Mais la prêtresse n’était pas absente du monde féminin, sa féminité - comme d’ailleurs pour les autres femmes accomplissant un service religieux - n’était jamais désavouée même si le service était détaché de considérations sexuées. La prêtresse restait femme et sa présence, à la fois en tant que femme et en tant que détentrice du pouvoir civique, lui permettait de faire le lien entre ces deux espaces. Lorsqu’elle était présente, la prêtresse complétait généralement la fonction de la gynè, toutes deux officiant ensemble : la première encadrant et supervisant la deuxième, laquelle occupait le devant de la scène en dirigeant et pratiquant les cérémonies. Ces officiantes spécialisées de la sphère féminine, qui incarnaient l’idée de la femme positive ou négative, effectuaient généralement les actes cultuels, en dehors de l’espace sacrificiel sauf à de rares exceptions et alors en compagnie de celle qui assumait le rôle de prêtresse comme les gerairai athéniennes avec la Basilinna. La prêtresse gérait et encadrait l’organisation, assurant sa charge en procédant à l’acte sacrificiel - prière, libation, mise à mort parfois - lorsqu’il était nécessaire. Elle représentait le pouvoir civique, le monde féminin demeurant ainsi par son intermédiaire circonscrit à la sphère civique. En certaines occasions, cette position était assumée par des officiantes spécialisées, non inclues dans la sphère féminine, généralement des responsables, comme l’archèis ou la thoinarmostria laconienne ; ou bien investie d’une autorité de prêtresse comme la Basilinna athénienne. Cette distinction subsistait même lorsque les rôles nous sont plus difficilement perceptibles et que la fonction se lisait dans les deux espaces comme pour le collège des seize femmes de l’Elide qui assumait à la fois le rôle de guide pour la communauté, de modèles pour les plus jeunes, de gardienne des rites sacrés et possiblement de prêtresses pour la déesse Héra à Olympie.

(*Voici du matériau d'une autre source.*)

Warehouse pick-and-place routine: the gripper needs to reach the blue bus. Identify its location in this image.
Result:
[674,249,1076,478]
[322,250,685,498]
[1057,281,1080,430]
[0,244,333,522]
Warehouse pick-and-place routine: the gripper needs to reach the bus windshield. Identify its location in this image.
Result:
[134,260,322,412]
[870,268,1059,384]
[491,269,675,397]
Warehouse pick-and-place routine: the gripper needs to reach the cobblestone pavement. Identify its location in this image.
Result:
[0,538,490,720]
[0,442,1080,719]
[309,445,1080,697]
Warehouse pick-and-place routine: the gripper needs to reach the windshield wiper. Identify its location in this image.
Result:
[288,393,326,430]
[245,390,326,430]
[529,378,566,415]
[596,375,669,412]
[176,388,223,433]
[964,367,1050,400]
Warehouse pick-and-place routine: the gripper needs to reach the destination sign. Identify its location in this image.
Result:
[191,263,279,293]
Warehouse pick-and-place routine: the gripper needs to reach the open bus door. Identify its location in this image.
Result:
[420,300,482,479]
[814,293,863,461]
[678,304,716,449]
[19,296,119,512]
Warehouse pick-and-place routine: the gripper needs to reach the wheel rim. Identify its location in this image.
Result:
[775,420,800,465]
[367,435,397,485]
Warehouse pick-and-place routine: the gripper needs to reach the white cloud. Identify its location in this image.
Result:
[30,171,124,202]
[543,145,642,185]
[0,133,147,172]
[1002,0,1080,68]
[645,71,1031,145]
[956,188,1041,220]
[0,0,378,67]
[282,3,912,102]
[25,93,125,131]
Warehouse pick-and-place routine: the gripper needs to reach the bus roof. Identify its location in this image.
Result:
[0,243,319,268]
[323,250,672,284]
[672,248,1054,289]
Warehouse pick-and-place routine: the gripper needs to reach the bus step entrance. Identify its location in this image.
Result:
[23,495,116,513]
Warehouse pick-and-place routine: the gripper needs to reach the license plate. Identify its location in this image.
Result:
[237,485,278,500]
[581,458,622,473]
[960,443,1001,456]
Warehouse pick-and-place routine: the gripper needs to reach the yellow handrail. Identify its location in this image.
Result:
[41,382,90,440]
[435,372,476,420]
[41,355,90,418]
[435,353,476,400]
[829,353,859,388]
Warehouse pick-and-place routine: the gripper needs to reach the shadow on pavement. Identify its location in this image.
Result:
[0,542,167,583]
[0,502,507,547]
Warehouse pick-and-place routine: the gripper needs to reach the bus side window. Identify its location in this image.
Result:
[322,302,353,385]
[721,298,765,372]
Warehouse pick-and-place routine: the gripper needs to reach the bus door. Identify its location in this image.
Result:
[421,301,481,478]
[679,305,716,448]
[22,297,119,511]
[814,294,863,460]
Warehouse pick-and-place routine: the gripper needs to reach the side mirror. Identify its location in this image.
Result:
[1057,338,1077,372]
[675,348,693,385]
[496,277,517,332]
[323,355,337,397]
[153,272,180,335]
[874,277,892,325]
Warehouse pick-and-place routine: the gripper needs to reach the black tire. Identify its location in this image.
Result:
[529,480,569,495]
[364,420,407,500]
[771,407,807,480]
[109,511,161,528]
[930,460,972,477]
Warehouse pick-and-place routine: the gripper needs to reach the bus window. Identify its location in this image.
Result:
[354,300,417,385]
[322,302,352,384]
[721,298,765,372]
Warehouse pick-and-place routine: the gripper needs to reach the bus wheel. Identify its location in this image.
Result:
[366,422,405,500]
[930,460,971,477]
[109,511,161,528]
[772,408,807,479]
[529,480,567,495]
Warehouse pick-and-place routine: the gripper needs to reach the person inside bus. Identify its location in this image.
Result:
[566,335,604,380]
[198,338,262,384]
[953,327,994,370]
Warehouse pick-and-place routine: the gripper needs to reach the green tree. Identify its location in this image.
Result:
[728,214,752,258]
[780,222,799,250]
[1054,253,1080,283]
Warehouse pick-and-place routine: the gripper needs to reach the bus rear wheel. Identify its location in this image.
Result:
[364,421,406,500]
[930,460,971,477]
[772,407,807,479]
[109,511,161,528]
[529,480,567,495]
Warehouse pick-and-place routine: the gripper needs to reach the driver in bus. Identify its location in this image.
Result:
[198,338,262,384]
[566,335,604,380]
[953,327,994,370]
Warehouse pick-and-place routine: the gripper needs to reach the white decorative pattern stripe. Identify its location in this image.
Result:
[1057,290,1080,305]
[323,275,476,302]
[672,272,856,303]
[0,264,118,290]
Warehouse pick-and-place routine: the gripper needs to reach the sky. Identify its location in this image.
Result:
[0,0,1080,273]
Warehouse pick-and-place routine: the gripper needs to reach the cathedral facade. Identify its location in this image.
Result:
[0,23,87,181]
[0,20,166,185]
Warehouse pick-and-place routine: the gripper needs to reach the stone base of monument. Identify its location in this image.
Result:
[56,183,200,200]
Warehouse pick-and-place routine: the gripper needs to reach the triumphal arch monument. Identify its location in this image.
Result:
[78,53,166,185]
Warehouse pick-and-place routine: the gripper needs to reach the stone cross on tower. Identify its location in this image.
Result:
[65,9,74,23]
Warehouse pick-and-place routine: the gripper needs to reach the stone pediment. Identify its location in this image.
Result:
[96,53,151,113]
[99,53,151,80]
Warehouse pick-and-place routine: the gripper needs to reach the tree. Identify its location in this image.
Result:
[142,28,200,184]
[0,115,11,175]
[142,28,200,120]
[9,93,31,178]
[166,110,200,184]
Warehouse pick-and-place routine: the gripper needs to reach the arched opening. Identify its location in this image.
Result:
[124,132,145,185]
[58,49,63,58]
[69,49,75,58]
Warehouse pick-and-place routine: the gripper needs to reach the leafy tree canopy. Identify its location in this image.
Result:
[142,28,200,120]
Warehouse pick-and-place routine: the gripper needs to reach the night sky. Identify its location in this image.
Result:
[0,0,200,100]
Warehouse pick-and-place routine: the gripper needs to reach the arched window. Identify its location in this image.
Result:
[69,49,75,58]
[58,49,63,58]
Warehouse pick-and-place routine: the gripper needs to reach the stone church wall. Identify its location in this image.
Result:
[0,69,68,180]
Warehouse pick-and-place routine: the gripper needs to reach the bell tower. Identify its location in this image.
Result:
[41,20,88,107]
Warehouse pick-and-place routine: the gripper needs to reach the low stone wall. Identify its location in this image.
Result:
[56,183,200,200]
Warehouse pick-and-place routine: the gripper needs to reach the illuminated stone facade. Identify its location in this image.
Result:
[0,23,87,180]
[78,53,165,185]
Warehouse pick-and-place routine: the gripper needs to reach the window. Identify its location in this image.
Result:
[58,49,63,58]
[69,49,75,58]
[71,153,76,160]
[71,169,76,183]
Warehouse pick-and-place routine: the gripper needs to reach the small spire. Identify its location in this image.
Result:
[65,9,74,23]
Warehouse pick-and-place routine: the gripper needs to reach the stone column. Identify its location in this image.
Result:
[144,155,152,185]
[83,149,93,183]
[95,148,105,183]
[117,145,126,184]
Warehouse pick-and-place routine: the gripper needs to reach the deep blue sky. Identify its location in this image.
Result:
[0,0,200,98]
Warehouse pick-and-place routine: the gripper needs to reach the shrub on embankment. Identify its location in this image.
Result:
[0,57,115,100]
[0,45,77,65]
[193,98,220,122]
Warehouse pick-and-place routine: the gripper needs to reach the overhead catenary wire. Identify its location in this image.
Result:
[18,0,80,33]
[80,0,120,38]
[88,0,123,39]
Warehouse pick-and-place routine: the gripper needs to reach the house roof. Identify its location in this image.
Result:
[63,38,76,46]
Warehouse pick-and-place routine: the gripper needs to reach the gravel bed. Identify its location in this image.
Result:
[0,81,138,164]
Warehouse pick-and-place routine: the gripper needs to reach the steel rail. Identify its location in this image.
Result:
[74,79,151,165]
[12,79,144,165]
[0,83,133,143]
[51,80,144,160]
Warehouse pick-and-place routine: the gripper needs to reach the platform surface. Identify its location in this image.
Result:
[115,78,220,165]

Entre ces deux figures principales - incarnée par la hiéreia et la gynè - et dans ces deux espaces, évoluaient les autres femmes et filles qui accomplissaient un service et notamment dans la sphère féminine, les parthénoi.

Notes
1930.

Hésychius, sv. Τραπεζών ; Supra Chapitre 5 (1-5, A-5).

1931.

Supra Chapitre 5 (2-2, C-3). De même, les gérairai, qui assistaient la Basilinna, sont qualifiées d’« assemblée de prêtresses » (Ἱέρειαι κοινῶς) (Hésychius, sv. Γεραιραί ; Anecdota Greca (Bekker), sv. Γεραιραί , I, 231, 32) mais comme pour la trapézô, elles étaient des officiantes spécialisées d’un rang élevé. C’est leur présence auprès de la Basilinna, qui assumait le rôle de hiéreia, qui confère au groupe qu’elles formaient avec celle-ci ce statut particulier.

1932.

Supra Partie 2 (Introduction à la partie 2).

1933.

Supra Chapitre 4 (IV, 4-1 et 4-2).

1934.

Même si, ainsi que nous l’avons vu plus particulièrement dans le chapitre 2, dans les nombreux rites initiatiques accomplis par les filles, le modèle était plus spécifiquement incarné par la nymphè/gynè, la meilleure des parthénoi, l’état de nymphè n’était qu’une étape, un passage transitionnel pour atteindre le statut de gynè.